The annual inflation rose sharply in the 16-nation eurozone to 1.4 per cent in March, amid rising oil prices, according to official figures released yesterday.

The rate was toned down slightly by the EU's Eurostat agency from the flash estimate of 1.5 per cent announced last month, but still showed a significant rise on the 0.9 per cent inflation recorded in February.

That February rate was the lowest for almost 10 years.

Analysts polled by Dow Jones Newswires had expected inflation to hit a more modest 1.2 per cent in March.

It is the highest eurozone inflation rate since December 2008 and moved the figures closer to the European Central Bank's target of close to but below two per cent.

For the 27-nation EU as a whole inflation rose to 1.9 per cent in March, also well up from 1.5 per cent in February.

Eurozone inflation has risen, almost continuously, since standing at 0.5 per cent last November, as the bloc emerges from the worst recession since the 1930s.

Before that there were months of negative inflation.

The inflation hike was "very much the consequence of markedly higher energy prices," which have now risen 7.2 per cent year-on-year, said Howard Archer, chief economist with London-based IHS Global Insight.

In addition, there was some limited upward impact from food prices, in part influenced by the unusually poor weather at the start of the year.

The underlying inflationary pressures "should continue to be held down by large output gaps across the region following deep recession, likely gradual recovery, muted capacity utilization, and wage moderation amid high and still rising unemployment," Mr Archer opined.

Some of those problems were amply illustrated in inflation differences between the various member states.

In the negative camp were Lithuania, which saw a 0.4 per cent drop in prices, Ireland where the negative inflation rate was 2.4 per cent, both topped, or trailed, by a four per cent price drop in Latvia.

However, annual inflation in Hungary in March was put at 5.7 per cent by the EU's official statisticians.

Below that came Romania, at 4.2 per cent followed by debt-laden Greece, which is at the centre of eurozone and IMF bailout efforts, where March inflation stood at 3.9 per cent.

Clemente De Lucia, economist at BNP-Paribas noted that the relatively early arrival of Easter would have pushed up price components like leisure, hotels and restaurants in March.

"Therefore, this increase should be only temporary. We expect core inflation to resume trending downwards as soon as next months," he said.

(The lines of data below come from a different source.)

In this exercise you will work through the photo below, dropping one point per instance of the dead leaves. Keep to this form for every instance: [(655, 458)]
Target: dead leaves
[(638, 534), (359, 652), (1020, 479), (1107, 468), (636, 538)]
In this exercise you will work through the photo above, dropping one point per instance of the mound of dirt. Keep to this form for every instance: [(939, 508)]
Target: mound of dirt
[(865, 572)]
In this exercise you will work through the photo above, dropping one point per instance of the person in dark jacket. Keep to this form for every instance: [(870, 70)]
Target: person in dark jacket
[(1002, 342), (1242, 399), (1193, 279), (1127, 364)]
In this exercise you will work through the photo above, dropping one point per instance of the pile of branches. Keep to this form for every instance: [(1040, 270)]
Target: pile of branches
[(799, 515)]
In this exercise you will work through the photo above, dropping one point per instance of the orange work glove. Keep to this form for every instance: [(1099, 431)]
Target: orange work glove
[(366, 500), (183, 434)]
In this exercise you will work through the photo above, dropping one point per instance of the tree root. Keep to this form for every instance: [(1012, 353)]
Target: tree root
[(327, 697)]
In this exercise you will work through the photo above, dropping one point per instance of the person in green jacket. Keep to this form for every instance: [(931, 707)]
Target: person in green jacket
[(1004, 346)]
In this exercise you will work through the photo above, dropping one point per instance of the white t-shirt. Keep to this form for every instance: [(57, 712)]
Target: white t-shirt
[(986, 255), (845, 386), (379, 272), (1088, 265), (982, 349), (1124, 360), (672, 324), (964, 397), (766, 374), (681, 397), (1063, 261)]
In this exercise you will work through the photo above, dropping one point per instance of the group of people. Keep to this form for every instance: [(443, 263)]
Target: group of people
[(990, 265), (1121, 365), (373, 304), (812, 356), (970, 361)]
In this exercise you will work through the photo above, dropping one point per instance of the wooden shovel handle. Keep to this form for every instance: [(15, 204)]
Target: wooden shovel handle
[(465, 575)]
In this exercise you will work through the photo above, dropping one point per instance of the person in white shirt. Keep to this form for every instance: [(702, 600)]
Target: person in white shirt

He added that a trimmed down inflation measure, excluding the biggest and smallest increases each month, would confirm that core inflation is on a downward trend

"Under these conditions, headline inflation is forecast to remain well below the ECB's two per cent inflation ceiling target both this year and next," leadfing BNP-Paribas to expect the European Central Bank to maintain its main interest rate at one per cent "well into 2011".